The Late Summer Reading Guide (Our Second Annual)
Author: The editor's desk
September 3, 2021
If anything runs through this year’s list of late summer reads, it may be the idea that actions have consequences. But whether it’s building a bigger nest egg or building a more sustainable world to live in, it is also intimated throughout most of these stories that our future – and how it unfolds – is largely up to us.
Sapiens: A Brief History of Humankind by Yuval Noah Harari
This retelling of our history has achieved a sort of cult status since its first publication in 2014 and is stuffed with insights based on the following provocation: “Homo sapiens rules the world because it is the only animal that can believe in things that exist purely in its own imagination, such as gods, states, money and human rights.”
The Sixth Extinction: An Unnatural History by Elizabeth Kolbert
This well-researched yet sobering narrative explores the idea that a sixth era of mass extinction began thousands of years ago and could result in as much as half of Earth’s species being wiped out by the end of this century if current trends continue. The cause of this destruction? We may only have ourselves to blame, writes Kolbert, but it’s also up to us to preserve what wildlife there is left to save.
Wilful Blindness: How A Network of Narcos, Tycoons and CCP Agents Infiltrated The West by Sam Cooper
Canada’s housing market is highly scrutinized these days, almost to the point of being a national pastime, but this book may be like no other in laying bare alleged ties that bind British Columbia real estate to the nefarious activities of organized crime syndicates and agents of the Chinese Communist Party.
The Psychology of Money: Timeless Lessons on Wealth, Happiness and Greed by Morgan Housel
In each of these 19 short stories covering the basics of money, savings and wealth creation, Housel highlights how much behaviour and other influences can determine long-term success and why the avoidance of simple, egotistical mistakes can be the key to achieving financial independence and the freedom to live life as we choose.
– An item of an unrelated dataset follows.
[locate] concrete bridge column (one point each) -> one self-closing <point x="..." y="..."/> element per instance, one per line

An excellent read for all ages and occupations.
Capital in the Twenty First Century by Thomas Piketty
Given its soft-cover length (753 pages not including appendix), this may be a late summer read that extends through the fall and even winter months, but Piketty’s influential analysis on income inequality and what to do about it is well worth the time – especially now that policymakers around the world seem more intent on tackling the issue than at any time in the near past.